My main takeaway from these tests is the underlying performance characteristics of the safe network arise as a result of being primarily a messaging platform, with data storage being ‘merely’ the end result of that. Messaging is the key. This conclusion is not surprising in hindsight, but the tests have shifted my balance of thought strongly toward messaging and away from data.

25 Likes

A fascinating read. We all owe you a big thanks for the time and work put in!

10 Likes

Awesome, thanks for the detailed analysis!
Most of the numbers are intuitive, although something weird seems to happen with quorum size 2, going from 8 to 10 nodes.

Disjoint groups are not about performance, and at first, they may well impact it negatively: the average group will probably be at least 150% of the minimum group size and we’re not working on optimisations yet. That RFC is about defining the web of trust of the node keys, and how to authenticate message senders.

But in many cases, those two things - the cryptographic web of trust and the actual web of TCP connections or who sends direct messages to whom - won’t need to coincide, and that’s where we’ll be able to significantly reduce the number of hop messages in the future: if A signs something for B it doesn’t matter what actual route that signature takes in the network. In theory, not even nodes in the same group have to be fully interconnected. The notion of “connected” that the RFC really refers to is just “having each other’s public key”.

12 Likes

This test is around performance of vaults with structured data. I admit to being slightly provocative because it may be compared to the bitcoin transaction rate (which is currently under some heavy contention).

The test is to modify structured data as rapidly as possible. This should hopefully find the maximum transaction rate for my personal safe network (which isn’t especially powerful).

Motivation

SafeCoin will be implemented as a structured data, and is intended to scale very efficiently, both in cost to the end user and load to the network.

Since the cost to update structured data is zero, it’s worth investigating the impact of high loads on the network, and what the transaction rate of SafeCoin may be.

Setup

Using Test 11 software versions, which is required for low level apis.

  • safe_launcher 0.9.2
  • safe_core 0.22.0
  • safe_vault 0.12.1 (assumed from release date of 2016-10-19)
  • routing 0.27.1
  • custom script to modify structured data

Modifications were only to remove check for peers on LAN. Account limits don’t matter for this test, since updates to SD don’t count toward usage. Group size is 3 and Quorum size is 2.

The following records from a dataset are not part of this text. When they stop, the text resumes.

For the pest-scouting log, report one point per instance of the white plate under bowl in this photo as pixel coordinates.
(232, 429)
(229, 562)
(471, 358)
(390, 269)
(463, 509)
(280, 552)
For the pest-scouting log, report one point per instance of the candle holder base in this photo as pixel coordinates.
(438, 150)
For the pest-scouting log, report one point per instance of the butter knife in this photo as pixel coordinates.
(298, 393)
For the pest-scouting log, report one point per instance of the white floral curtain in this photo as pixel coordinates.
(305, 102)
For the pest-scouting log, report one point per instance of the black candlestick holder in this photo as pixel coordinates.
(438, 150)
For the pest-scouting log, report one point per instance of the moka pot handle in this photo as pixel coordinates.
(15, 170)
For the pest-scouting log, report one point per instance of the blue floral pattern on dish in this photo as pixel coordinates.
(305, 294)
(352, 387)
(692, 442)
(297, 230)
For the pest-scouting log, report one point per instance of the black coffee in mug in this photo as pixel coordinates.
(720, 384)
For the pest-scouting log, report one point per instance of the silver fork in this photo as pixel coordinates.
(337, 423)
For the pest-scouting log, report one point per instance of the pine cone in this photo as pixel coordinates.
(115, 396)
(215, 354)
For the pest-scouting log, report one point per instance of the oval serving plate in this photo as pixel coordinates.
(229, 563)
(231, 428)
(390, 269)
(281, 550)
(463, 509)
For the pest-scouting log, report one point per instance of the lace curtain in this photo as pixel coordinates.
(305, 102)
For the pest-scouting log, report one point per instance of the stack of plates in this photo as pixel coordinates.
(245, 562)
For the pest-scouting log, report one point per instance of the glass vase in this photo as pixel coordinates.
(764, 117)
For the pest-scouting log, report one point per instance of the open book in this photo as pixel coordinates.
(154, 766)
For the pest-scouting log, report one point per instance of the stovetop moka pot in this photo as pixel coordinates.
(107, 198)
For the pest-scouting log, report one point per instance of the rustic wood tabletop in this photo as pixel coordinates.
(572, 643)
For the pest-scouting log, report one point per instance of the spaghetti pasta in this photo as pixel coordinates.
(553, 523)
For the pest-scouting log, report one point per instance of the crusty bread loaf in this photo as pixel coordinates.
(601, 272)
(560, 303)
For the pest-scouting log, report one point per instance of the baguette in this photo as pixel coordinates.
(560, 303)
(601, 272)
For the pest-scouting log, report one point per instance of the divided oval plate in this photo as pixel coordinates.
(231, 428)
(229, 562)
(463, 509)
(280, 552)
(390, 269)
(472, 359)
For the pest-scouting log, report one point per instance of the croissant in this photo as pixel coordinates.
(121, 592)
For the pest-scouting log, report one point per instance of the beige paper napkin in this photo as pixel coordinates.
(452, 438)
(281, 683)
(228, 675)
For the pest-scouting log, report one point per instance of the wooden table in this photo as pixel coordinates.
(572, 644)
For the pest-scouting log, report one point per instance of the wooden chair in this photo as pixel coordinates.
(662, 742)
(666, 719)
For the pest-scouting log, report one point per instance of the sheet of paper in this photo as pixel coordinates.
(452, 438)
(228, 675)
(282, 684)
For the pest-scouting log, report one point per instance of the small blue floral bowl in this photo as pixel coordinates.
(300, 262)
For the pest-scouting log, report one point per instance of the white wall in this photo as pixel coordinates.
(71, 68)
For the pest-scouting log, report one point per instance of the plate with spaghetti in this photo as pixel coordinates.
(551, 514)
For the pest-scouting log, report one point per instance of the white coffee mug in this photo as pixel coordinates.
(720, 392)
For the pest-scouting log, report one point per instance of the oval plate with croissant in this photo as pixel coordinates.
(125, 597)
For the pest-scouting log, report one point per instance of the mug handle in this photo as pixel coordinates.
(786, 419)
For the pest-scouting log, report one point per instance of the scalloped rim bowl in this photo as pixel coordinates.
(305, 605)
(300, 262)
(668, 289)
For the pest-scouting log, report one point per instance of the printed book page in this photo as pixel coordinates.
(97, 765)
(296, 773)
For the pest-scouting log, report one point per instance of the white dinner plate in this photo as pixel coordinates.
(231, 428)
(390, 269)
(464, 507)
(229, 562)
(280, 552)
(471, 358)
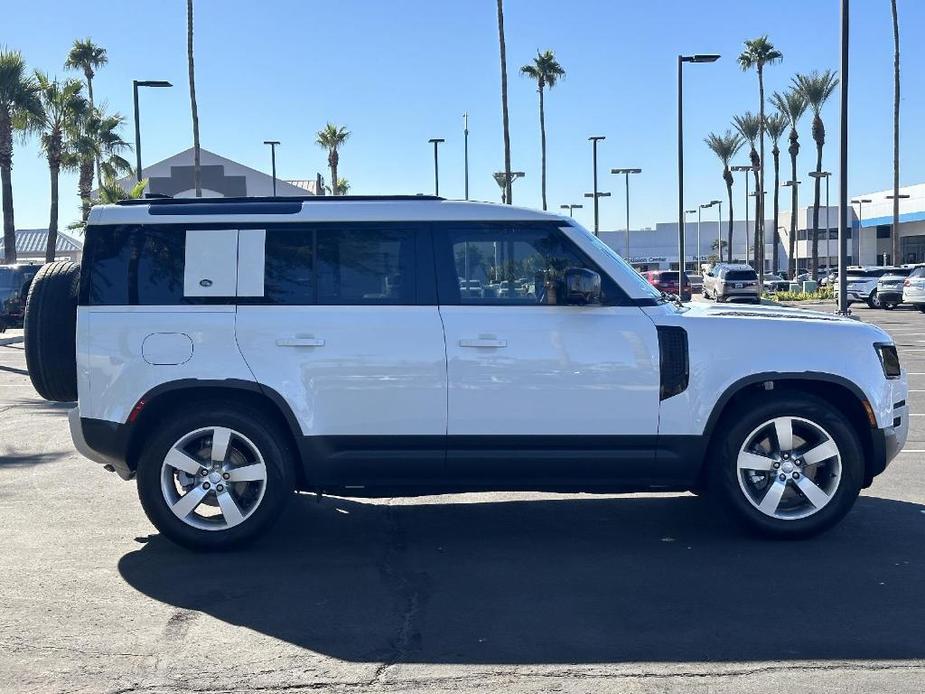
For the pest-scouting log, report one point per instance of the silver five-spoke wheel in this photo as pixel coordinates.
(789, 468)
(213, 478)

Hardware for the network is same as all prior tests:

  • Network of 7 pine64s running 4 vaults each on gigabit ethernet
  • Client is laptop with quadcore i7-4500U @ 1.80GHz, 8GB RAM uploading on wifi at 300 Mbps

Method

The general idea is to rapidly modify structured data until an issue comes up.

The test script does the following:

  • Create a structured data containing 30 random characters
  • Measure the time taken to update that data X times with 30 new random characters
  • Repeat several times to obtain an average update rate

Results

Update Rate

How long does it take to update SD, and how many updates / second can be achieved?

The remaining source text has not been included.